In the active material layer, when the average brightness of carboxymethylcellulose and/or its salt satisfies the above-mentioned range, the effect of the present invention can be obtained at a high level. As the principle, it is presumed that the carboxymethyl cellulose added to the electrode composition is in the electrode composition It exhibits excellent effects such as binding properties and thickening properties, but is affected by the active material when it is applied to the current collector to form the active material layer. Even if the electronic dyeing is performed, the brightness derived from carboxymethyl cellulose is The color rendering is also limited. In this state, when a silicon-based compound with high expansion and shrinkage is used in the active material layer, cracks are likely to be generated in the active material layer during charge and discharge.

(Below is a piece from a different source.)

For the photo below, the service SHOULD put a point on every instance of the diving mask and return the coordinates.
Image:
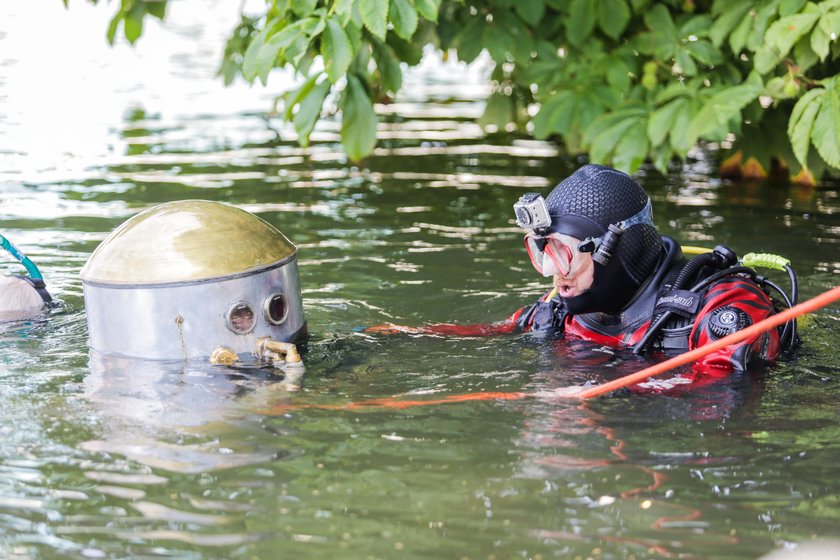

On the other hand, it is presumed that the electrode for a non-aqueous electrolyte secondary battery satisfying the structure of the present invention is, for example, by coating an electrode containing carboxymethyl cellulose and/or a salt thereof after the active material coating body is formed. solution, etc., to obtain a state in which carboxymethyl cellulose and/or its salts are uniformly present in the active material layer, so that even if a silicon-based compound with high expansion and shrinkage is used in the active material layer, the The active material layer exhibits a buffering effect, and thus exhibits the excellent effects of the present invention. Furthermore, it is considered that carboxymethyl cellulose and/or its salt permeate into the active material-coated body by applying a solution containing carboxymethyl cellulose and/or its salt after the active material-coated body is formed. . Moreover, similarly, the effect of this invention can be exhibited if it is a state in which carboxymethylcellulose and/or its salt are uniformly distributed in an active material coating body.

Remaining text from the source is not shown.